Unter der Sonne der Toskana
von Tilmann Ströbele
Lenka war selig. Vor einem halben Jahr hatte sie ihr Abitur bestanden, mehr schlecht als recht zwar, aber Abschluss war Abschluss und im nachhinein betrachtet war die Note mehr als gerechtfertigt.
Weil sie ein sprachwissenschaftliches Studium anstrebte, hatte sie seitdem viel in einem Reisebüro gearbeitet und dabei neben dem Aufschnappen diversen Sprachfetzen beliebter Verkehrsprachen richtig Fernweh bekommen.

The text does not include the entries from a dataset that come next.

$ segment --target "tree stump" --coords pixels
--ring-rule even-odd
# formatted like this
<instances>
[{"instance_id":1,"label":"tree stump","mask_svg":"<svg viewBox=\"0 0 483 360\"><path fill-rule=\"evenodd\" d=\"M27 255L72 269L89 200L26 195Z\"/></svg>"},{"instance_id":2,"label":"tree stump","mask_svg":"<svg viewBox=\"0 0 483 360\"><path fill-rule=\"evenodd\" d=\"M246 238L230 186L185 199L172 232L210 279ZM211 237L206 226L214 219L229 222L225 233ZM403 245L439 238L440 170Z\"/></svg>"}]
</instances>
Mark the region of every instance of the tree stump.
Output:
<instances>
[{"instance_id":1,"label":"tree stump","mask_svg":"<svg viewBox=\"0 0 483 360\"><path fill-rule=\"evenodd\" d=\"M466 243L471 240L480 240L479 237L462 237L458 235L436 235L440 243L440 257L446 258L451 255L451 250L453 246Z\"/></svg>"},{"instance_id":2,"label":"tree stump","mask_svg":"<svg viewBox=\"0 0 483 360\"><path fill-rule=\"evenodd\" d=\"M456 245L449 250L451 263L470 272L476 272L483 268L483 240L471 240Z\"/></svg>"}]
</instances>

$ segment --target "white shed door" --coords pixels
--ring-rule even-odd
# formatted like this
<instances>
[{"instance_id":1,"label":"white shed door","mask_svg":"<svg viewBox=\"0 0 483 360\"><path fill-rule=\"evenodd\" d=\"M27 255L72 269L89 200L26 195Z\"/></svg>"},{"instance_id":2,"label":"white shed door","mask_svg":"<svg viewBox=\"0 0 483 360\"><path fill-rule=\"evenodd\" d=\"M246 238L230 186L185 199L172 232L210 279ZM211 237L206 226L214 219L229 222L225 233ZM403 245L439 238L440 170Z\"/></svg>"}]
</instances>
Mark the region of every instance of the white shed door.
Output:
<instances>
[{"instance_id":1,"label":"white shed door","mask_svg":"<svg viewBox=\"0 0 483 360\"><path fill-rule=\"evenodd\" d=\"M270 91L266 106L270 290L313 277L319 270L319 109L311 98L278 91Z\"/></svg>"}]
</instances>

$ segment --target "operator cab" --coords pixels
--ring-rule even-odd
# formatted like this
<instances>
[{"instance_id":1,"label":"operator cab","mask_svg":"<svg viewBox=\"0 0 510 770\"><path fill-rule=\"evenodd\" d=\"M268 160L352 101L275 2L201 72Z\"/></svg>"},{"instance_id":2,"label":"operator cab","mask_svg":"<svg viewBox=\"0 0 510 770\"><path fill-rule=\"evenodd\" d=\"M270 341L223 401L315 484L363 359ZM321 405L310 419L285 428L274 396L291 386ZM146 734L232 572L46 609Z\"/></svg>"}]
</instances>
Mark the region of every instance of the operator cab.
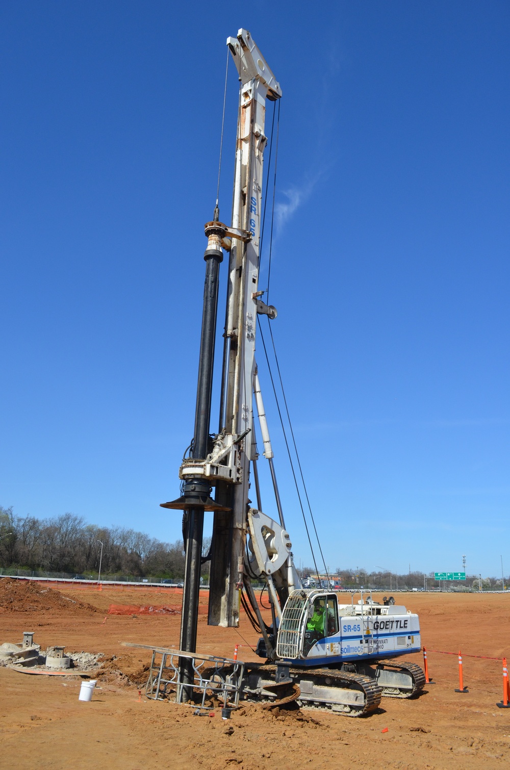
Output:
<instances>
[{"instance_id":1,"label":"operator cab","mask_svg":"<svg viewBox=\"0 0 510 770\"><path fill-rule=\"evenodd\" d=\"M403 605L374 602L371 591L339 604L330 591L300 588L284 608L277 655L295 665L331 665L417 652L421 644L418 617Z\"/></svg>"}]
</instances>

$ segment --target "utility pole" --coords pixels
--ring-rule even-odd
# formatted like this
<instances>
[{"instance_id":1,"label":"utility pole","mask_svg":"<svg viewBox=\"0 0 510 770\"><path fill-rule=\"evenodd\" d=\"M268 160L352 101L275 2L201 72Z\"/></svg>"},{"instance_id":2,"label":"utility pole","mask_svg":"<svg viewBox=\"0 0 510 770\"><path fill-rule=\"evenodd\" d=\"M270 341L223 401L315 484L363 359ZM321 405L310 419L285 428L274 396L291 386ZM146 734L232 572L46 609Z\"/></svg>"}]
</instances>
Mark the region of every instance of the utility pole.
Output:
<instances>
[{"instance_id":1,"label":"utility pole","mask_svg":"<svg viewBox=\"0 0 510 770\"><path fill-rule=\"evenodd\" d=\"M502 560L502 585L503 586L503 591L505 591L505 575L503 574L503 557L501 557Z\"/></svg>"},{"instance_id":2,"label":"utility pole","mask_svg":"<svg viewBox=\"0 0 510 770\"><path fill-rule=\"evenodd\" d=\"M98 543L101 543L101 555L99 557L99 574L97 576L98 585L101 582L101 565L102 564L102 543L100 540L98 540Z\"/></svg>"}]
</instances>

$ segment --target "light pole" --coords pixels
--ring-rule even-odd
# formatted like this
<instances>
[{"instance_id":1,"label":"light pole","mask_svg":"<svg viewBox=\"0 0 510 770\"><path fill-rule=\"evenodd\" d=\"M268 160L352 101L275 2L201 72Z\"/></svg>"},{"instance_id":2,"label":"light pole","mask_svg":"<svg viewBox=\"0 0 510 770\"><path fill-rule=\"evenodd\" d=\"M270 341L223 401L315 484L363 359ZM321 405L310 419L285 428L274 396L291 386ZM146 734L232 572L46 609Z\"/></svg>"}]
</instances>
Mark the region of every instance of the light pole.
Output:
<instances>
[{"instance_id":1,"label":"light pole","mask_svg":"<svg viewBox=\"0 0 510 770\"><path fill-rule=\"evenodd\" d=\"M505 591L505 575L503 574L503 557L501 557L502 560L502 585L503 586L503 591Z\"/></svg>"},{"instance_id":2,"label":"light pole","mask_svg":"<svg viewBox=\"0 0 510 770\"><path fill-rule=\"evenodd\" d=\"M101 564L102 564L102 542L100 540L97 541L98 543L101 543L101 556L99 557L99 574L97 576L98 584L101 581Z\"/></svg>"},{"instance_id":3,"label":"light pole","mask_svg":"<svg viewBox=\"0 0 510 770\"><path fill-rule=\"evenodd\" d=\"M8 536L9 536L10 534L12 534L12 532L7 532L7 533L5 533L5 534L2 534L2 535L0 535L0 540L3 540L3 538L4 538L4 537L8 537ZM2 572L3 572L3 569L4 569L4 568L3 568L3 567L2 567Z\"/></svg>"}]
</instances>

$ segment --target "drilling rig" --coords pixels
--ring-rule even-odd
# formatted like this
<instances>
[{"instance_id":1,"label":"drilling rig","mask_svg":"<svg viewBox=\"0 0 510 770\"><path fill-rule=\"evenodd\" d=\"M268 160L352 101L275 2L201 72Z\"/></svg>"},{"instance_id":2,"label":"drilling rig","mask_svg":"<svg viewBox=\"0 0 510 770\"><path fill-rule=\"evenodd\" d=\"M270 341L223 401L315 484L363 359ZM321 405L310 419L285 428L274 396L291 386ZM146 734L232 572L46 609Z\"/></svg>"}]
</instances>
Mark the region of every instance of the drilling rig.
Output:
<instances>
[{"instance_id":1,"label":"drilling rig","mask_svg":"<svg viewBox=\"0 0 510 770\"><path fill-rule=\"evenodd\" d=\"M223 677L237 698L273 704L297 701L359 716L377 708L382 695L408 698L423 687L425 679L419 666L396 661L420 651L419 621L403 606L374 602L370 591L360 592L357 601L357 594L353 594L350 602L342 604L329 587L304 588L294 567L255 358L257 316L267 316L271 323L277 317L276 309L261 299L264 292L259 290L258 280L266 105L280 99L282 91L249 32L240 29L226 44L240 81L231 224L220 221L216 199L213 218L205 225L206 277L193 438L179 472L181 496L161 504L183 511L186 553L180 657L178 668L174 666L177 678L172 681L178 682L181 701L193 701L200 570L203 561L210 558L208 624L237 627L242 604L261 634L257 652L265 659L243 664L240 669L223 659L214 677ZM228 272L220 419L217 432L211 433L223 253ZM255 411L277 520L262 511ZM250 479L257 507L249 498ZM205 511L213 514L211 549L206 559L202 554ZM256 581L267 586L270 624L257 601ZM162 663L156 697L166 668ZM153 682L151 688L154 692Z\"/></svg>"}]
</instances>

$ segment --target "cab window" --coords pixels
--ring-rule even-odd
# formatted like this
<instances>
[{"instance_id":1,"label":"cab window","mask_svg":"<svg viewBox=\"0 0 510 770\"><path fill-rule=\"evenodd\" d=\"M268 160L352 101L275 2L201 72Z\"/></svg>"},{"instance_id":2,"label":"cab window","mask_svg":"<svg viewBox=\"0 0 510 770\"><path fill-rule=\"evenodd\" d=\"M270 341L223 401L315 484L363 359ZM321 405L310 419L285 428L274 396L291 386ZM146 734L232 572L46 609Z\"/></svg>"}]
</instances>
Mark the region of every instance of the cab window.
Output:
<instances>
[{"instance_id":1,"label":"cab window","mask_svg":"<svg viewBox=\"0 0 510 770\"><path fill-rule=\"evenodd\" d=\"M336 596L318 596L314 601L304 631L305 655L321 639L338 632L338 611Z\"/></svg>"}]
</instances>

Und da seit der Schule Italienisch konnte und das italienische Savoir-vivre seit den zahlreichen Urlauben mit ihren Eltern immer geschätzt hatte, plante sie schon lange einen eigenen ruhigen Sommerurlaub in der Toskana – am besten noch vor dem kräftezehrenden Studium!
Durch die guten Beziehungen ihres Arbeitgebers bekam sie sogar Prozente, so dass es ihr möglich wurde, ein wirklich erstklassiges Hotel im angesagten Badeort Castiglione della Pescaia am Tyrrhenischen Meer zu beziehen – und das zu einem mehr als moderaten Preis!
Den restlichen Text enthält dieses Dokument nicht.